4話 機嫌が悪そうな声
霊力を使う交通機関…
あった!見つかった。 『霊というエネルギー』
霊を燃やして動力に… いや、違う違う。
霊を使役して車を引く… これだ。
どれどれ~、獣の霊に楔を打ち込み、暗示をかける。これで獣の霊がそのまま同じことを繰り返し、つまり車や列車を引き、動かすことは可能になる。
そういうことなのか。
「兄さん、見て見て~」
その声を聞いて、僕はレンカちゃんへ向かった。
「なんだ?急に」
「この本、面白そう~」
レンカちゃんの指差しに沿って、こういう本を見つけた。
『霊力で美食を作ろう!百種の料理の作り方』
「なんだこりゃ。レンカちゃん、お腹空いたか?」
「ううん、ただ兄さんの手料理食べたいなと思って~」
「手料理か。まぁ、いいよ、機会があれば、作ってあげる。」
「兄さん大好き~」
さて、次は目的地の竹林に関する資料を調べるか。
「レンカちゃん、地下2階に行くぞ。」
「えっ、楽しいところなのに…」
レンカちゃんは料理の本を楽しめている。
「その本を持って来ればいい。図書館を出るわけじゃないから、借りる必要はない。」
「えへへ、そっか、そっか。」
…
都の南西にある竹林、通称ーー妖精の竹林。その竹林には、この世にも数少ない妖精という生き物が生存している、という噂がありそう。
妖精は翼があり、体つきは約人類の三分の二だ。見た目は人間とほぼ同じだが、人間以上の美しい形をしているのが多い。
って、妖精たちが住んでいるところは竹林とはいえ、都の一つのエリアぐらいの広さがあるらしい。
そして、妖精の数が減る原因については、封印されている邪悪な物には関係があるかもしれない。
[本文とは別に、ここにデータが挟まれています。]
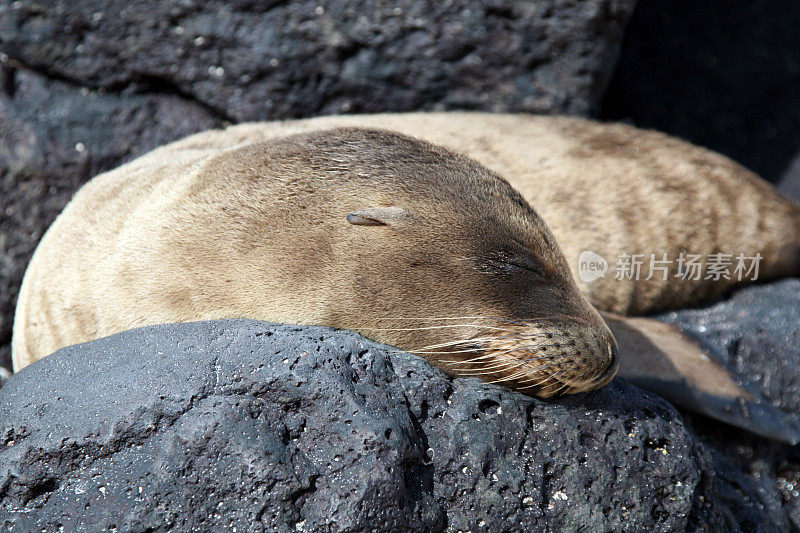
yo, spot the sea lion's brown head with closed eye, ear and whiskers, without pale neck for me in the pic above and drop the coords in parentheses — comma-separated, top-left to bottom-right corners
(198, 128, 617, 396)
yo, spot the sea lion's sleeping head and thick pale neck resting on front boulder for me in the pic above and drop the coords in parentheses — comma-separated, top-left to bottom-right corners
(13, 128, 617, 396)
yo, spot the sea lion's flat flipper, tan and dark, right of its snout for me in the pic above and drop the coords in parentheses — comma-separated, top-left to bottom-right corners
(603, 313, 800, 445)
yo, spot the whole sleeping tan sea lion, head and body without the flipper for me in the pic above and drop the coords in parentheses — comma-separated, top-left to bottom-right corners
(13, 113, 800, 404)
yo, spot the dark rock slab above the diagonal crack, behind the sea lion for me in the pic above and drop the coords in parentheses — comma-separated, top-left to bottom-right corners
(0, 0, 635, 121)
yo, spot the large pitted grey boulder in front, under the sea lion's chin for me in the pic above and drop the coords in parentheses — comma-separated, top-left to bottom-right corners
(0, 321, 724, 531)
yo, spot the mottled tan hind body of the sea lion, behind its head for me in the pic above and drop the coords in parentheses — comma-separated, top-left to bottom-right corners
(67, 112, 800, 315)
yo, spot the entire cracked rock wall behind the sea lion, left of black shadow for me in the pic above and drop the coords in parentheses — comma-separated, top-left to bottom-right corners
(0, 0, 635, 368)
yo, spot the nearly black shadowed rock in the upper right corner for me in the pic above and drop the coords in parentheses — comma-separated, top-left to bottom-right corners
(601, 0, 800, 182)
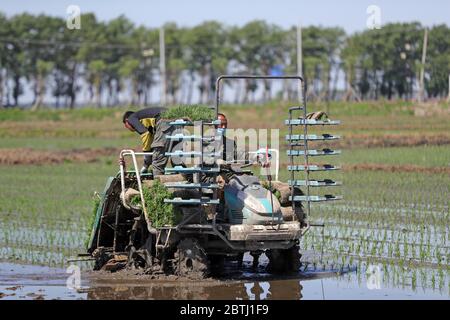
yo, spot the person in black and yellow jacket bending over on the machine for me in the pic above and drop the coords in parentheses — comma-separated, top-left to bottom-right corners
(122, 107, 177, 176)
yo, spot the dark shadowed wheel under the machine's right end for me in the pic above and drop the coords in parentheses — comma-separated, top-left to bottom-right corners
(266, 245, 302, 273)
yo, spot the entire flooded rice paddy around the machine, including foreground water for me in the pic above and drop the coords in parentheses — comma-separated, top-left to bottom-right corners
(0, 104, 450, 300)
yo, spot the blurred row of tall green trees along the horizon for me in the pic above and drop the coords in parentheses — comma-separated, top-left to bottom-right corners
(0, 13, 450, 108)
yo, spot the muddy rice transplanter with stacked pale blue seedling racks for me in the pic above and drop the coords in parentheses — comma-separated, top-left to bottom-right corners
(87, 76, 340, 277)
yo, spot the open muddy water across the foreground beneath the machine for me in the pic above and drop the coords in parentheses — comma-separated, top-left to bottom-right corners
(0, 263, 450, 300)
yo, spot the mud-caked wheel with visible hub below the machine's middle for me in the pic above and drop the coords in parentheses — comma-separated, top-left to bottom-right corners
(174, 239, 210, 278)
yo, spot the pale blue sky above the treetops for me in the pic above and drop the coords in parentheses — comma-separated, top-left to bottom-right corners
(0, 0, 450, 33)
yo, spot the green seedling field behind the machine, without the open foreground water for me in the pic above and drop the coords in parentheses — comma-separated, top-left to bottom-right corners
(0, 102, 450, 289)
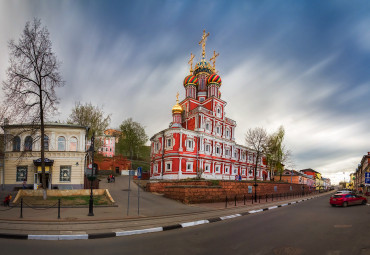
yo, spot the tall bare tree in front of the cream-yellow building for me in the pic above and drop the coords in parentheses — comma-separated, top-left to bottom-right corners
(3, 18, 64, 193)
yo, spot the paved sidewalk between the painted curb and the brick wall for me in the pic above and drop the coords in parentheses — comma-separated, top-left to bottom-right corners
(0, 176, 336, 240)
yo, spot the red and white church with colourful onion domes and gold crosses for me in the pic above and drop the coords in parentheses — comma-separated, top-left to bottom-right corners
(150, 31, 270, 180)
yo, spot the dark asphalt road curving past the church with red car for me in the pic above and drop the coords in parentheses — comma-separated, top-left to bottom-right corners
(0, 193, 370, 255)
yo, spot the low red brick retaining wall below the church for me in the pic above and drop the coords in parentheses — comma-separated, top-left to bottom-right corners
(146, 181, 309, 203)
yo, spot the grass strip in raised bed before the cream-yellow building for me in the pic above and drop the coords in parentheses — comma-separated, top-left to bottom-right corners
(14, 196, 113, 206)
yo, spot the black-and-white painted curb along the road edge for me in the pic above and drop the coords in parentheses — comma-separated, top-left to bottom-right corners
(0, 197, 316, 240)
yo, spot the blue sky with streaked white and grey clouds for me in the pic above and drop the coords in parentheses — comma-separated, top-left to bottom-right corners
(0, 0, 370, 183)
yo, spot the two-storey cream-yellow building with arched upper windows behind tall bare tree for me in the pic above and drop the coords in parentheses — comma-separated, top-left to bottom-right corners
(1, 123, 87, 190)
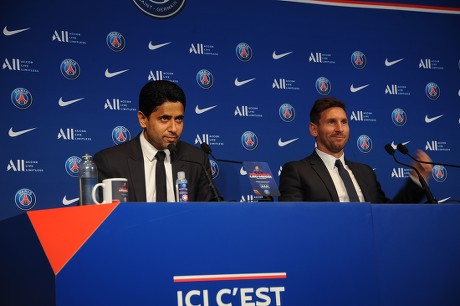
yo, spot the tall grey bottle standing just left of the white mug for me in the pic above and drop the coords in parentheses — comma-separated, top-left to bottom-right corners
(78, 153, 97, 205)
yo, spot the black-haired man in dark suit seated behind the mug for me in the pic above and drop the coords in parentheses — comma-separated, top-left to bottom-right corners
(94, 80, 216, 202)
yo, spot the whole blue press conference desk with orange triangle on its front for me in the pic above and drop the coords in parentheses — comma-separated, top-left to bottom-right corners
(0, 202, 460, 306)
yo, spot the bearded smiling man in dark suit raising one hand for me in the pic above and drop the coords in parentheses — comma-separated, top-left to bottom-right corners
(279, 98, 432, 203)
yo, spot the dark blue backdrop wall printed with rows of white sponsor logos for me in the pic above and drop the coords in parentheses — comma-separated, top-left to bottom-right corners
(0, 0, 460, 219)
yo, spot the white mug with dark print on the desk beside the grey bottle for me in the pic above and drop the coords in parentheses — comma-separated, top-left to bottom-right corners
(91, 178, 128, 204)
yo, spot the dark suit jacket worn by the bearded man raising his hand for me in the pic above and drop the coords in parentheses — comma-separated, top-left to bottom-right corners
(278, 151, 424, 203)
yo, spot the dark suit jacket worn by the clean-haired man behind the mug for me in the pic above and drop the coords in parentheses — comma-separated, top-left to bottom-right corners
(94, 133, 215, 202)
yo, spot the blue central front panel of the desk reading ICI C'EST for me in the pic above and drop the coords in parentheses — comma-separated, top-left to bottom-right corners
(56, 203, 377, 305)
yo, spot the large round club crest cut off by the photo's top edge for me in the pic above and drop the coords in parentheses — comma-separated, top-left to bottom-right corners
(133, 0, 185, 18)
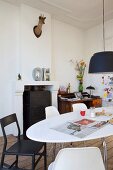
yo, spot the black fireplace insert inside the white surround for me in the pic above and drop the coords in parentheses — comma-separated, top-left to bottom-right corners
(23, 86, 51, 138)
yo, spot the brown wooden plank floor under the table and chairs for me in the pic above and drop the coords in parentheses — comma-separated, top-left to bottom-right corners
(0, 135, 113, 170)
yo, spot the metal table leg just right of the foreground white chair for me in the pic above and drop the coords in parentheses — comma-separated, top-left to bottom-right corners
(102, 138, 107, 170)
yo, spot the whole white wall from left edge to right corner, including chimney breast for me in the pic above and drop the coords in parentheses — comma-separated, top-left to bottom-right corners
(0, 0, 84, 133)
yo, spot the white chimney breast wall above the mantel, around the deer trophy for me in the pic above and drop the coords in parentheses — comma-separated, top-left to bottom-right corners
(20, 4, 51, 81)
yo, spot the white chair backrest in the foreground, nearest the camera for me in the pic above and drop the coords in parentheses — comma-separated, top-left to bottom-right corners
(52, 147, 105, 170)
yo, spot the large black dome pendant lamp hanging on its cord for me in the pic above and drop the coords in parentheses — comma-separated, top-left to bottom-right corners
(89, 0, 113, 73)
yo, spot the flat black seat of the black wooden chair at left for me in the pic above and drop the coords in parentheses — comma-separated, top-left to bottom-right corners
(6, 140, 44, 155)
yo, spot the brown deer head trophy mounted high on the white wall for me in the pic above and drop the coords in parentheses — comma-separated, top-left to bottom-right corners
(33, 15, 46, 38)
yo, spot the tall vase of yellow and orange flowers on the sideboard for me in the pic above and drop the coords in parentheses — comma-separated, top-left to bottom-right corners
(70, 60, 86, 92)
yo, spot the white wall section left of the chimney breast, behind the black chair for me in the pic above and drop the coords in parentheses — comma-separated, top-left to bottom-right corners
(0, 1, 19, 135)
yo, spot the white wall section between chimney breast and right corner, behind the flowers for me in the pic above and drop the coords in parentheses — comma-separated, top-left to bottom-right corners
(52, 19, 84, 91)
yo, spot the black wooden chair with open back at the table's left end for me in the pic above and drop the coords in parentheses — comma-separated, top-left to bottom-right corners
(0, 113, 47, 170)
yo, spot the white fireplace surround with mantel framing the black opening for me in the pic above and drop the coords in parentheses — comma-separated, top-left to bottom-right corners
(14, 80, 59, 134)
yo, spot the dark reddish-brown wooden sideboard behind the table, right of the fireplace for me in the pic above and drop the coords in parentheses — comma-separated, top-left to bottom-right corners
(58, 93, 102, 114)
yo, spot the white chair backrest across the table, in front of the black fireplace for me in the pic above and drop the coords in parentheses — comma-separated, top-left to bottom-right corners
(45, 106, 60, 119)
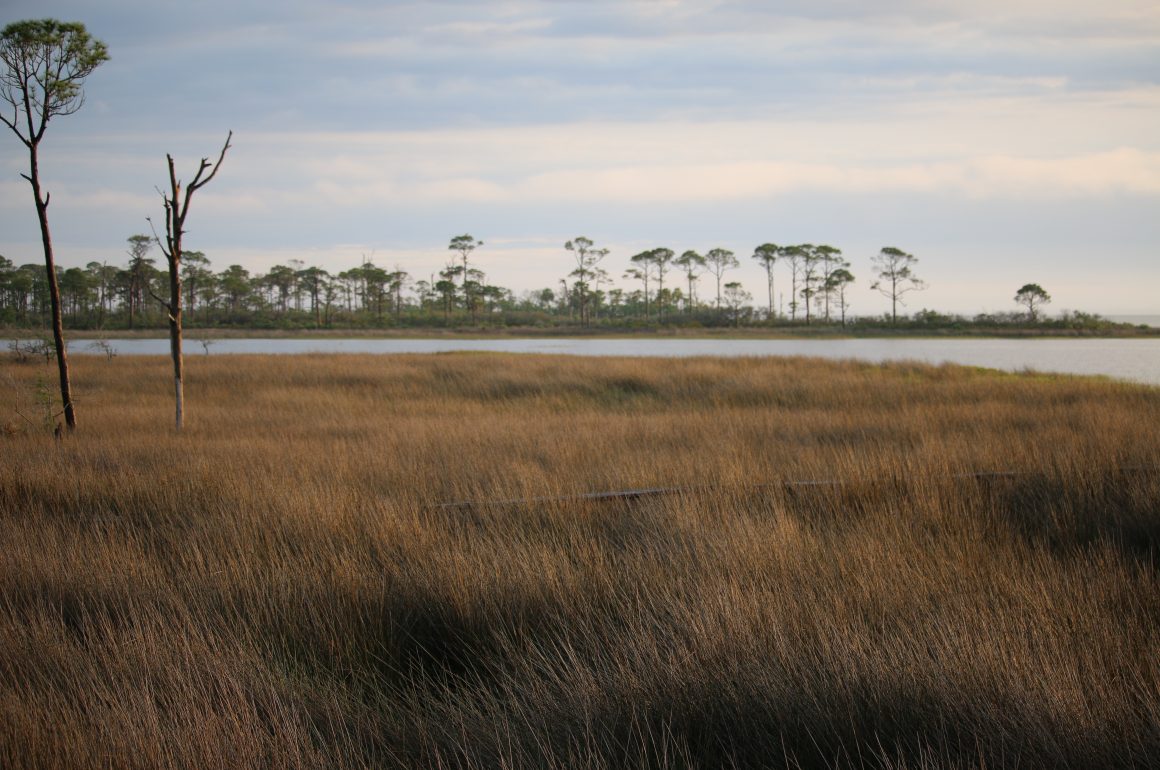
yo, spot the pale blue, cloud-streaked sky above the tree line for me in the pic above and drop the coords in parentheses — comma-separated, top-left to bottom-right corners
(0, 0, 1160, 315)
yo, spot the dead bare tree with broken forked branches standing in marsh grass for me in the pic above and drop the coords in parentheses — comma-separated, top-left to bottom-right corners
(150, 131, 233, 431)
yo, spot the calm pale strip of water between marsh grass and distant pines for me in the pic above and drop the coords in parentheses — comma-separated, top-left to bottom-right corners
(49, 337, 1160, 385)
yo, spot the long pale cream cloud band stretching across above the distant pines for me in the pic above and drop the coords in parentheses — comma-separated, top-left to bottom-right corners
(31, 105, 1160, 231)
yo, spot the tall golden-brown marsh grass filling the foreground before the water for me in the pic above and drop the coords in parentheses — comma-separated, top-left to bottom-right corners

以上、黒の図書館地下2階にて、過去の様々な新聞から集めた情報だ。
地下一階に戻ったが、階段の近くの本棚に、『霊力暴走の禁忌』という本があると気づいた。
「そうだ。レンカちゃん、この前霊力の暴走が起こった時、なぜ僕の体を操れるのか?まさかおっさんの言う通り、死霊術なのでは?」
「霊力の暴走…?あの時の記憶は、ただ私は拉致されて、兄さんが助けてくれたことしか残らない…」
「回想してみ?レンカちゃんの身元に関わることかもな」
「うん。…だめ、思い出せない…」
「大丈夫だ。無理に思い出さなくてもいいさ」
とりあえず、今はその『霊力暴走の禁忌』という本を調べてみるか。
僕はその本へ近付く時…
「おい、そこの君たち、見知り顔ではなさそうじゃのう。霊能者の人?」
いきなり機嫌が悪そうな声をかけられた。